Well, that just puzzled me more. I do not run 100 miles to “inspire you”. I don’t run them to impress you. Heck, I don’t even raise money for any charity. I run 100 miles for me-me me me me me. Totally selfish and self absorbed.

So, I started to look up the definition of “inspire”. I admire certain friends, on both their outlook on life, training, goals, etc etc. I never really use the term “inspire” in that context. But maybe I use the word “motivate” in the similiar way other people use “inspire”, because many people do motivate me.

to fill with an animating, quickening, or exalting influence: His courage inspired his followers.
2. to produce or arouse (a feeling, thought, etc.): to inspire confidence in others.
3. to fill or affect with a specified feeling, thought, etc.: to inspire a person with distrust.
4. to influence or impel: Competition inspired her to greater efforts.

Maybe since I am more goal oriented I use the word motivate:

To provide with an incentive; move to action; impel.

1885, “to stimulate toward action,” from motive (q.v.), perhaps modeled on Fr. motiver or Ger. motivieren. Motivation first recorded 1873; the psychological sense of “inner or social stimulus for an action” is from 1904.

When I talk to Slim or Bob Combs I am always motivated to do more, to push the envelope, to try and do more races outside what I am capable of doing.

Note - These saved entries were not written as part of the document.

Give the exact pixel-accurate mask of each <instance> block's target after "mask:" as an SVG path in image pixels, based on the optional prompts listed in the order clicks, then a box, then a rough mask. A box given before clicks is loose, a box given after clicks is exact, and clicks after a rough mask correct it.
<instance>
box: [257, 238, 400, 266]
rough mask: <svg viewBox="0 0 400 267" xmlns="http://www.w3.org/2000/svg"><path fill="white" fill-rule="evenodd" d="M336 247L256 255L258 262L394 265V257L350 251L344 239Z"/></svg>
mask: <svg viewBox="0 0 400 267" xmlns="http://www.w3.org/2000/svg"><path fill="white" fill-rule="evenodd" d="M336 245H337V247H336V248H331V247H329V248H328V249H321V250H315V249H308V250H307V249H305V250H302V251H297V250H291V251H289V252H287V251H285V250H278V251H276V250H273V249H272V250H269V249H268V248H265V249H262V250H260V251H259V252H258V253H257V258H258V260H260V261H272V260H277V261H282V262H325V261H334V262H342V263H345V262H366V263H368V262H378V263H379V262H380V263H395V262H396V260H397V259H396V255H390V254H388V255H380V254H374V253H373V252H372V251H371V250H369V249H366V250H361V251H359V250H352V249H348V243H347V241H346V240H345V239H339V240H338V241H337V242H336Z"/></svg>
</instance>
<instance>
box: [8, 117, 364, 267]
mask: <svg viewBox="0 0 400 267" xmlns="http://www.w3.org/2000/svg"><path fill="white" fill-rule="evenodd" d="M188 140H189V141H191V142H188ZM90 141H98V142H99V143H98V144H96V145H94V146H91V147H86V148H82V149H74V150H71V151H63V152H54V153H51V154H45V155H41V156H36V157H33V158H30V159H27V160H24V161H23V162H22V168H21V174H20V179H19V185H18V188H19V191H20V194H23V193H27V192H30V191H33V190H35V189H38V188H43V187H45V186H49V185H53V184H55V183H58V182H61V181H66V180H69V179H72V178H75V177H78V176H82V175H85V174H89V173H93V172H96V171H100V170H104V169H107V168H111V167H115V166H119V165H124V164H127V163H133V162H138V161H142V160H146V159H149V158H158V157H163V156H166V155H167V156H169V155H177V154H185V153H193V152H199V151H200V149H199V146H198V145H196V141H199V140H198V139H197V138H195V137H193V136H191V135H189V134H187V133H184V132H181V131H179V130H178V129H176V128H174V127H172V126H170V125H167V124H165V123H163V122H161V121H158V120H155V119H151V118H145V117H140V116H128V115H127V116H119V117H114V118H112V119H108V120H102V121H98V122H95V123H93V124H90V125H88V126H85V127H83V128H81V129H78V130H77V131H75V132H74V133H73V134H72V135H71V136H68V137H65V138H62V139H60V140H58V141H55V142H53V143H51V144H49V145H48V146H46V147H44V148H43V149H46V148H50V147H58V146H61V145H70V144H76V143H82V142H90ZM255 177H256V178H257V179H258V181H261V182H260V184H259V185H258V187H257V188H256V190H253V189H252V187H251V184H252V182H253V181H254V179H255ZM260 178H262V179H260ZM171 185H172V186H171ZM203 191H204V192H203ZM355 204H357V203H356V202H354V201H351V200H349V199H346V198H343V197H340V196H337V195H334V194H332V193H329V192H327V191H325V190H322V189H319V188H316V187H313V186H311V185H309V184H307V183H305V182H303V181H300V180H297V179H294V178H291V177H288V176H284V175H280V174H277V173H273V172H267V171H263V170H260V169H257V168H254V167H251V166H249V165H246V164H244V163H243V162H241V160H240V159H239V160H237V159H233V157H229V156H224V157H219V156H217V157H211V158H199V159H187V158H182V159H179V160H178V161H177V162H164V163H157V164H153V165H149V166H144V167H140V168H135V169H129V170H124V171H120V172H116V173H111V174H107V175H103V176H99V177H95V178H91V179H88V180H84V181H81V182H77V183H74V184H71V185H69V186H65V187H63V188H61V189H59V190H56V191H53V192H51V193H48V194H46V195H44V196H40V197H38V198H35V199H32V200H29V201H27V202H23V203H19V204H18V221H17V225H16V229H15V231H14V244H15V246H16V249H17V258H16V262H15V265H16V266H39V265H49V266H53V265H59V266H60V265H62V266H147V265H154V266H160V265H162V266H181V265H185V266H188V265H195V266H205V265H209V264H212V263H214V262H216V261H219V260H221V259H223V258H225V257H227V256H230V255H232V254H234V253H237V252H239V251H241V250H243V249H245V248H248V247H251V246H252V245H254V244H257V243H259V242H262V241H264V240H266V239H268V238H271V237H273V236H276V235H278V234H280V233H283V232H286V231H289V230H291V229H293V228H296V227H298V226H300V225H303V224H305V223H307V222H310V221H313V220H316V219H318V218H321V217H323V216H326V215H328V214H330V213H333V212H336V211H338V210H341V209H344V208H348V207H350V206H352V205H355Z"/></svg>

Perhaps the word “inspire” would actually be synonymous here.

Anyways, I’m almost forgetting where I am going here. Personally, I am very hard on myself. I always have been. I find it very hard to accept compliments and praise. So when folks tell me I inspire them, I never know where that comes from. So, as I try to take an objective look at myself, from a runner perspective, I have found some positive facts. I am very positive and usually quite cheerful out on the trail. I like to laugh and crack jokes. If you would turn around and look at me, I usually run quite a bit with a smile on my face(since I’m usually pretty happy out there.) I am a very slow runner but very persistent. I have great determination and focus. I do not talk about negative thoughts or negativity (except for some poking fun type stuff) out on the trail.

So maybe that’s what people call inspiring in the above paragraph. Maybe it does help other runners to see someone come into the AS behind them, smiling, in a good mood. Maybe it helps get someone out the door for a 2 mile run to hear me tweet I’ve just ran 10 miles on the trail (and hey, Kimba, the people on Twitter probably don’t even know you are fat and old) and feel great. So maybe that is what inspiration is.

Enough mental rumination. Ran 5 hilly miles on side road, Chapel Hill Road. It was cold this am! 50 degrees. I forgot to use the albuterol inhaler, and in these transitional days of weather, I cannot forget this. Some forced breathing and wheezing. Petted a nice black lab who fondly reminded me of two of my deceased black lab dogs. Despite the bronchial problems, glad I got out there for the run. I’m going to run on this road alot more in prep for the OC100, as it’s all up and down hills.